March 18, 2009 / Brooklyn news / Politics / Election Coverage

Jew gotta be kidding! Abraham can’t go to church basement forum

The Brooklyn Paper
Share on TwitterTweet
Share on Facebook

Get our stories in your inbox, free.

Like The Brooklyn Paper on Facebook.

Get this: an Orthodox Jew and five other Council candidates are invited to a Methodist church for a meeting.

So what’s the punch line? That depends on whom you ask.

Isaac Abraham, an activist in North Brooklyn’s Satmar community who is vying to succeed Councilman David Yassky (D–Williamsbu­rg), will not attend the Central Brooklyn Independent Democrats’ endorsement forum on April 23 because it will take place in the basement — not the sanctuary — of the Park Slope United Methodist Church.

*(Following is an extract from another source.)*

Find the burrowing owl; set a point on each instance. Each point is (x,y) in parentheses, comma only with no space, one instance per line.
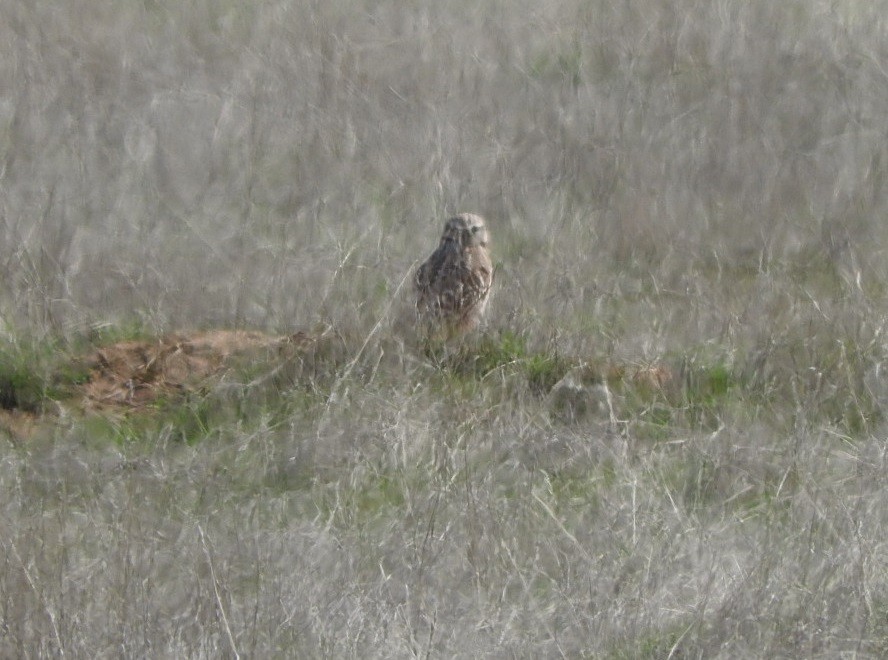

“I asked my rabbi and [he said] it was better that I not go,” said the devout Democrat, who is one of six candidates for the 33rd Council District, which includes Brooklyn Heights, Greenpoint and parts of Williamsburg, Boerum Hill, and Park Slope.

“Maybe I’ll be attacked for my position and maybe I’ll get some criticism, but that comes with the territory,” said the hardware store owner and tenants’ rights activist.

Abraham was right about one thing: the criticism is already coming.

CBID President Lucy Koteen, who organized the event, said that Abraham’s failure to attend would raise serious questions about his ability to hold office in a secular, multi-cultural city.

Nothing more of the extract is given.